Regardless of what you think of the ban on compensation for kidneys or other organs, argues Jeff Rowes, the lawyer handling the case, bone marrow is different. Not only do blood stem cells regenerate, but the most common donation process no longer involves anesthesia or a big scary needle to the hip bone.

About 70 percent of today’s bone-marrow donations use a process in which the donor receives injections of a drug that makes the body produce far more than the usual number of blood stem cells. The excess cells enter the bloodstream, where they can be extracted through the arm, just like normal blood donations, and then separated for transplant. The drug injections may cause aches in the days before the donation, but the process isn’t particularly painful or traumatic. It’s certainly easier than donating eggs.

Rowes also notes that the very difficulty of finding a bone-marrow match makes incentives all the more powerful. If a rich person could get thousands of people to register by offering a big reward to anyone who gives him a transplant, he would not only help himself but also anyone else who got cells from one of the people who registered in response.

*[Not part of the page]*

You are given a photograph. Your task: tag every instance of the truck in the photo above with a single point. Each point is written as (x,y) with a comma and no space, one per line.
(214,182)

Sure, some people would only give if they knew they were getting paid. But, once registered, many others would be happy to help someone else. Because a prize can overcome apathy and inertia, Rowes suggests, “there are huge positive externalities in the bone marrow context to allowing rich people to post big bounties.”

Amit Gupta is in a terrible situation, but he’s also lucky. He’s got lots of friends who not only want to help him but also have the connections and financial resources to change the odds of a match -- potentially saving not only him but other, less fortunate patients as well. Too bad the law only hinders such efforts.